# Introduction

Metro systems are an interesting way to learn more about the growth of a city over time. You can see things like how the city expanded as public transit spread farther and farther from the original city limits. You can also see how the city center moved from certain neighborhoods to others. One example of this is the city of Paris, where I currently live, which started off just having metro stops along the river, and then quickly spread to a more circular shape over time. The gif below shows that progression over time. Blue dots are metro stops and the red dot is the center of the metro system.

By the end of this post you will be able to make that gif yourself, as well as gifs for three other European cities. To do this we’ll be playing around with several R packages with the final goal of making gifs with Delaunay triangulations. Of the packages we’ll be using, several will be from the tidyverse. However, instead of loading them all in one package, we’ll load each separately so you can get a better idea for what each package can be used for. In the future though I highly recommend the single library(tidyverse) call to make your life easier. I’ve already started updating my old scripts with the new bundled package!

TAKE AWAY POINTS FROM THIS POST

• With ggmap you can use Google Maps within the ggplot2 environment.
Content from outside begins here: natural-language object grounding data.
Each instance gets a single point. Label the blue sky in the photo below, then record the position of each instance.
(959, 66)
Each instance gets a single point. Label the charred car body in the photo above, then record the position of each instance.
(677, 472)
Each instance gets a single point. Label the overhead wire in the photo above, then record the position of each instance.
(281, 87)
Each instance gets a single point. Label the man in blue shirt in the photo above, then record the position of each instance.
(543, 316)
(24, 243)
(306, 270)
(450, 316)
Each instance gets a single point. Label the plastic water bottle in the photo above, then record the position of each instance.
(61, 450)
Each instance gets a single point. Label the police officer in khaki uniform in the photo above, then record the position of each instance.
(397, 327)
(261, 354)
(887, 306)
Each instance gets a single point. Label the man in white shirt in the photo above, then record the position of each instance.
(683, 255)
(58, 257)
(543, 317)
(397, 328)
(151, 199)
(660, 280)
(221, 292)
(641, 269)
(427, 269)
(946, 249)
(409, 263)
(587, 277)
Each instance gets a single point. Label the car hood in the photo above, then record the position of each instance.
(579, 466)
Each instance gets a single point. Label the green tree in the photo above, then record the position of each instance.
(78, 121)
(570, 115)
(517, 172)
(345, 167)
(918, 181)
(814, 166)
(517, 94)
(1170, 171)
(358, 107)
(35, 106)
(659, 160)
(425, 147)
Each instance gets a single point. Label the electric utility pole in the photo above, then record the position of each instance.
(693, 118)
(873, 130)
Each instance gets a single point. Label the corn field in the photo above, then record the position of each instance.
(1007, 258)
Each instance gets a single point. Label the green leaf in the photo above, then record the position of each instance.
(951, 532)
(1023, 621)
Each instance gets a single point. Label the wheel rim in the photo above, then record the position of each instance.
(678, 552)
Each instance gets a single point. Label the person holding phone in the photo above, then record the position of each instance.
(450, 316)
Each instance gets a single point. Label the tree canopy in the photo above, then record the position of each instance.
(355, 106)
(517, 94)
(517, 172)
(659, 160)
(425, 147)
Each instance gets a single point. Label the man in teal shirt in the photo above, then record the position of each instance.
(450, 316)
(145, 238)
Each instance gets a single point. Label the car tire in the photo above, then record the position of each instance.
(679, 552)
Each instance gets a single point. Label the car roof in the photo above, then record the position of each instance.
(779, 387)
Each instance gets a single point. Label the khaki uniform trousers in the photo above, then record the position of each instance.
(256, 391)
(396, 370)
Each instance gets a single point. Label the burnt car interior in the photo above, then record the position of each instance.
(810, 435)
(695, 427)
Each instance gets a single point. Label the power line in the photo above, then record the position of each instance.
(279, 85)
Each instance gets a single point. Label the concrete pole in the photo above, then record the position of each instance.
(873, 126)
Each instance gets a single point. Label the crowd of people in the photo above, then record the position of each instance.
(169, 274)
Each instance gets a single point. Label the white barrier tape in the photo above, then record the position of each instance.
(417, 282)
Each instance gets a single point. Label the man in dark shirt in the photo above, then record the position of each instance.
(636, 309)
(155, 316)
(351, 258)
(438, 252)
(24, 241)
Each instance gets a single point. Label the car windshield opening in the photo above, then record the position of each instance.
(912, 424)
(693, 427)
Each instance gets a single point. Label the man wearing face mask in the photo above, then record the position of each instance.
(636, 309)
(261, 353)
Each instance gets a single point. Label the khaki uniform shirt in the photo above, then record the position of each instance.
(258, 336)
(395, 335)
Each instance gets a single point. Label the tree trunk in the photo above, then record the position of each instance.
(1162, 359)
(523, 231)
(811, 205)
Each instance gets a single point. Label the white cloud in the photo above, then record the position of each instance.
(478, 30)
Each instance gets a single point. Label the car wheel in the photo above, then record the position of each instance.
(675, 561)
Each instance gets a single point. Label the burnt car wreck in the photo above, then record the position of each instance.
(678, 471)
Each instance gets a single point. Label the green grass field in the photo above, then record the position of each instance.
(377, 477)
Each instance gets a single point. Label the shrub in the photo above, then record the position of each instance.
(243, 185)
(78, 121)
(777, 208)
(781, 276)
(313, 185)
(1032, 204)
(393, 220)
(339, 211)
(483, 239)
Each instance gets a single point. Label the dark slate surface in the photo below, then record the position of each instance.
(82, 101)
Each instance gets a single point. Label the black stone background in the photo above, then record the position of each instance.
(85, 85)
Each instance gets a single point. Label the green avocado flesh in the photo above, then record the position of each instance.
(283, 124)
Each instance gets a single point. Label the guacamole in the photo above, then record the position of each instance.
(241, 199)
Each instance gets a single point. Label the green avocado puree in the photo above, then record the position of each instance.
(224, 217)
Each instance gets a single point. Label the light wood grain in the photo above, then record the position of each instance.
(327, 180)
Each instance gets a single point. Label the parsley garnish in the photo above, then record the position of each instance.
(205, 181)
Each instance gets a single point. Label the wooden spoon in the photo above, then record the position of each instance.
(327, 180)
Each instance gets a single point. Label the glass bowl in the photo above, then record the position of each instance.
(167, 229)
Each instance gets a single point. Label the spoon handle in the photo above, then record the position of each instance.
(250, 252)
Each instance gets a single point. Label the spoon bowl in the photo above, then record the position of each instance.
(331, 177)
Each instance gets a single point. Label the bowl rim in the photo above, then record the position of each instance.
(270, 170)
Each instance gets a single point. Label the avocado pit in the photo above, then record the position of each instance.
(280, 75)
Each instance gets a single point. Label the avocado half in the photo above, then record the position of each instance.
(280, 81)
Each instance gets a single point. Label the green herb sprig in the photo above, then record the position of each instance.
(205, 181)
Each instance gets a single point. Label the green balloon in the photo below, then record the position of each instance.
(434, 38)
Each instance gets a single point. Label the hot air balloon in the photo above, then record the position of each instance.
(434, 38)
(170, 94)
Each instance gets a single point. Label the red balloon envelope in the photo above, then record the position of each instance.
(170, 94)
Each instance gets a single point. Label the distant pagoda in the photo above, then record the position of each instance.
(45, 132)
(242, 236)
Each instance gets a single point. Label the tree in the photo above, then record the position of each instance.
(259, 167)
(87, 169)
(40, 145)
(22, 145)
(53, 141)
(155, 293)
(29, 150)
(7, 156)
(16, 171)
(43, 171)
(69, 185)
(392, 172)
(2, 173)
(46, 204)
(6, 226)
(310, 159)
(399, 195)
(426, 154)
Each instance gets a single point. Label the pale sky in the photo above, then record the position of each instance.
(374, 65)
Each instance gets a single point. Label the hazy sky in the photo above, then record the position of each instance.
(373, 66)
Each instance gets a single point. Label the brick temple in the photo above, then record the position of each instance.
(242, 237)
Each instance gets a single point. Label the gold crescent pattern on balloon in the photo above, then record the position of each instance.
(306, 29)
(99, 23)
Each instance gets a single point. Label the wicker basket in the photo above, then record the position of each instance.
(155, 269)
• Delaunay triangulation is a way to compute the area and centroid of a strangely shaped polygon, and can be computed in R with the deldir package.

• The package gganimate can be used to show time series data as an animation.

• For some reason Barcelona only felt the need for one metro stop in 1912.

# Data

Today’s data is the location of metro stops in four European cities: Paris, Berlin, Barcelona, and Prague. To collect the names of stops from each city I went to the Wikipedia article for each respective city’s metro system. I also coded if the stop was actually in the city being analyzed or a different town, usually bordering the city.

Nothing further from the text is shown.